Friday, April 22, 2016

HDB loan

Much ink has been spilt over our housing loan in Singapore, which is not surprising considering that the housing loan is probably the singular largest debt most Singaporeans will get into in their lifetimes. Most Singaporeans would simply max out the amount of CPF money they can draw on to pay for the house, leaving the OA basically near flat zero for thirty years. This includes yours truly.

There are also those that would question using CPF to pay for housing.

I was giving this some thought when I realized that this housing loan is not as cheap as commonly thought.

  1. Considering that the HDB loan is currently pegged at 2.6%, the interest on the total loan is at minimum 2.6%.
  2. By drawing the money out of CPF OA, this portion of money does not earn the baseline 2.5% (or 3.5% for the first $20k!) interest. Instead, at the point of selling the property, one would have to put back the principal + supposed accrued interest back into CPF. With the assumption that the money in CPF is still mine, and the money is safe, we can take it that the accrued interest paid is effectively paid to ourselves. However, this does not negate the fact that for this portion of money, I will have to pay the interest to myself instead of the government paying it for me.
Compared to person A who uses his current capital to pay off the mortgage, I am effectively paying a minimum of 2.6% + 2.5% = 5.1% additional interest! If I take into account the addition 1% for the first $20k of CPF, this percentage would go even higher!
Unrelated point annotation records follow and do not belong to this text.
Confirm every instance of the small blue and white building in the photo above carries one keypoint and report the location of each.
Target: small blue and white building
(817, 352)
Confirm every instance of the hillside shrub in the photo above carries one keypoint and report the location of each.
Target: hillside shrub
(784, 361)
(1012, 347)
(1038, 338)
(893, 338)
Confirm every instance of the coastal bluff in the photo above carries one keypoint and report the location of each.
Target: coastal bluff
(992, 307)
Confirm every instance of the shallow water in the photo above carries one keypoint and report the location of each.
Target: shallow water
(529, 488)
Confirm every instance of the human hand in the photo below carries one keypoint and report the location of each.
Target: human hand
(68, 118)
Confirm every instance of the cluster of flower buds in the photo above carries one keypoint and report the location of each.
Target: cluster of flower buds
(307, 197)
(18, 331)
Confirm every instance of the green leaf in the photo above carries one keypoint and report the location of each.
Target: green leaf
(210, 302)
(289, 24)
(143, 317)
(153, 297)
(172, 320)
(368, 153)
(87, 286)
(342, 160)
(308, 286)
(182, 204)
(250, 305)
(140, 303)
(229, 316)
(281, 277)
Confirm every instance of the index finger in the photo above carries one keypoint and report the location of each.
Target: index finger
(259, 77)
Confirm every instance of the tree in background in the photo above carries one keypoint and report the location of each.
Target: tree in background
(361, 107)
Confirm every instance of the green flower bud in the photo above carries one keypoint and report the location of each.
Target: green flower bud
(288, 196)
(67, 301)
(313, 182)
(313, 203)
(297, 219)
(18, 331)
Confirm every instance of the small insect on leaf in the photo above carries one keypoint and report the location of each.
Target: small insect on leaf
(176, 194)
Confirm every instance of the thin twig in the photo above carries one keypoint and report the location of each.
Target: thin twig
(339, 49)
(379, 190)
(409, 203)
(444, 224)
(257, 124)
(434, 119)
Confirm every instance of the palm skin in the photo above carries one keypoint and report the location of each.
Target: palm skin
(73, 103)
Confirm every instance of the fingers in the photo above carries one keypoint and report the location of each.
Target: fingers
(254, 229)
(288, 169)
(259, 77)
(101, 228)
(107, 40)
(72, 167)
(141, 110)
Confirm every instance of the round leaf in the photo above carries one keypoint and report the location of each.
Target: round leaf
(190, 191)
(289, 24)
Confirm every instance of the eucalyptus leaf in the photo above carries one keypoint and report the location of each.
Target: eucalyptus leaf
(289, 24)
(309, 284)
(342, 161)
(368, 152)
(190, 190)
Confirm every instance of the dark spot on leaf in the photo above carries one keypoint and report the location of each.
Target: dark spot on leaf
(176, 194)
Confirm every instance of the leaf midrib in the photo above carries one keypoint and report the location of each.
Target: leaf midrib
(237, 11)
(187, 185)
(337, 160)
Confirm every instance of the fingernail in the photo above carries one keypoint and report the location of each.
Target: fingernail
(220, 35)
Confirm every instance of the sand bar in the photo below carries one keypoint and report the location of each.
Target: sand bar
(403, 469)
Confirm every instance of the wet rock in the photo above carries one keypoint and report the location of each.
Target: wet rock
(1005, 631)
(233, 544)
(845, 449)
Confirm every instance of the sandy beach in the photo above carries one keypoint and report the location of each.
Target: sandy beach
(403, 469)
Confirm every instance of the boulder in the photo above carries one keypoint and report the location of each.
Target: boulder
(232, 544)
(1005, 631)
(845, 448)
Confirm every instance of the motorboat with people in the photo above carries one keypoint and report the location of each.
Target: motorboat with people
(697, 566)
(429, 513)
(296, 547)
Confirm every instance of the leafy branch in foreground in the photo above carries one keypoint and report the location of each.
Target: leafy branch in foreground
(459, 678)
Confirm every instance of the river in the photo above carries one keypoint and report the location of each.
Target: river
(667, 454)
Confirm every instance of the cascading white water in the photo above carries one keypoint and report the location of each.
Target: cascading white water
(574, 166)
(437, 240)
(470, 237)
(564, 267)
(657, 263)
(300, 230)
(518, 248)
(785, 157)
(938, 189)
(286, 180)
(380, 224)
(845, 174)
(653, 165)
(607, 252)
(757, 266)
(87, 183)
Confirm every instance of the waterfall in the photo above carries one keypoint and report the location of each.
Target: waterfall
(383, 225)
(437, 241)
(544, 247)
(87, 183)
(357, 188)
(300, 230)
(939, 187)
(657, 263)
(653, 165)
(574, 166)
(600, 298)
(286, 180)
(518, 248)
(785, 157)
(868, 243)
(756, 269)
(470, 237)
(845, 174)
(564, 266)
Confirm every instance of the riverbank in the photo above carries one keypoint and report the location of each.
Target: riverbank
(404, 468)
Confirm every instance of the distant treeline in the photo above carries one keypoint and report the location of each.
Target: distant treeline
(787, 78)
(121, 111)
In order to avoid making a huge loss here, whatever I invest in will need to grow by a minimum of 5.1% in order for me to simply break even!

Since signing the papers on the fateful day last year, I have the impression that the loan was only 2.6% interest rate!

Of course, there are advantages to keeping cash on hand. Appropriate investment will grow in a compounded manner while the interest on the debt will not as long as payment is made regularly.

Oh dear...

On a side note, I started on the book "The Intelligent Investor" by Benjamin Graham. It is proving to be an interesting read.